As these tech big shots make their way to Capitol Hill to chat with lawmakers about potential AI regulations, they’re also getting grilled about the work conditions of the folks behind ChatGPT, Bard, and Bing. US lawmakers are taking a closer look at Microsoft, OpenAI, Anthropic, Meta, Alphabet, Amazon, Inflection AI, Scale AI, and IBM to shed light on the working conditions of data labelers.
These data labelers have the crucial task of labeling training data and evaluating chatbot responses to ensure that AI systems are safe and dependable. But here’s the kicker: according to a group of lawmakers including Senator Edward Markey, Elizabeth Warren, and Bernard Sanders, these millions of data workers worldwide are subjected to constant surveillance, low wages, and zero benefits. And that’s not cool. Not only does it harm the workers, but it also puts the quality of AI systems at risk. Accuracy, fairness, and data protection are all on the line here.

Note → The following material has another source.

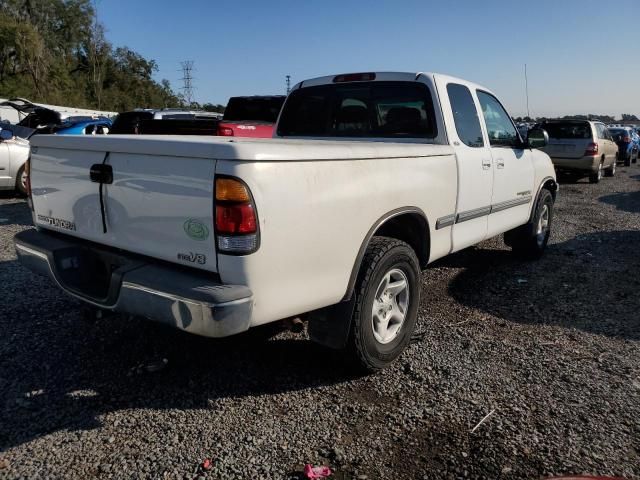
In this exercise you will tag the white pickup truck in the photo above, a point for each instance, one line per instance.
(368, 179)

But it doesn’t stop there. The letter from the lawmakers also puts the spotlight on rising AI startups like Inflection AI, Scale AI, and Anthropic. These are the players shaping the AI landscape. So, the pressure is on for tech companies to step up. It’s their responsibility to ensure that these workers have safe working conditions, fair pay, protection against unfair disciplinary actions, and more transparency regarding their role in AI companies.
When it comes to data labeling, tech companies often outsource the work to staffing firms that hire workers outside of the US. Countries like Kenya, India, and the Philippines serve as hubs for these operations. The job of these workers is to train AI algorithms to “see” things. Think about self-driving cars, for example. The algorithm needs to be able to recognize pedestrians from stop signs. And who helps teach it that? Data labelers who spend hours upon hours watching videos and identifying objects in each frame. According to The Financial Times, annotating one hour of video takes a whopping eight hours. That’s dedication.
But here’s the unfortunate truth: many of these workers endure harsh conditions. In order to make ChatGPT safer, Kenyan laborers, who earn less than $2 per hour, have to label images containing explicit content, hate speech, and violence. A Time investigation revealed that workers were expected to read and label between 150 and 250 snippets of text, ranging from 100 words to over 1,000 words, during a nine-hour shift. The mental toll is real, and wellness sessions offered to these workers often don’t make much of a difference. To make matters worse, data labelers don’t receive the same benefits as the tech company employees they work for.
And guess what? Data labeling is only becoming more prevalent with the rise of generative AI products. The global data annotation and labeling market skyrocketed to $800 million last year, and experts predict it’ll hit a whopping $3.6 billion by the end of 2027. The demand for labeling services is growing as the volume of data to be labeled balloons. And as a result, data labelers are becoming specialists in different types of data, whether it’s related to driving or medical information.
In the world of AI, it’s clear that data labelers are the unsung heroes behind the scenes. It’s high time they get the respect, fair treatment, and recognition they deserve.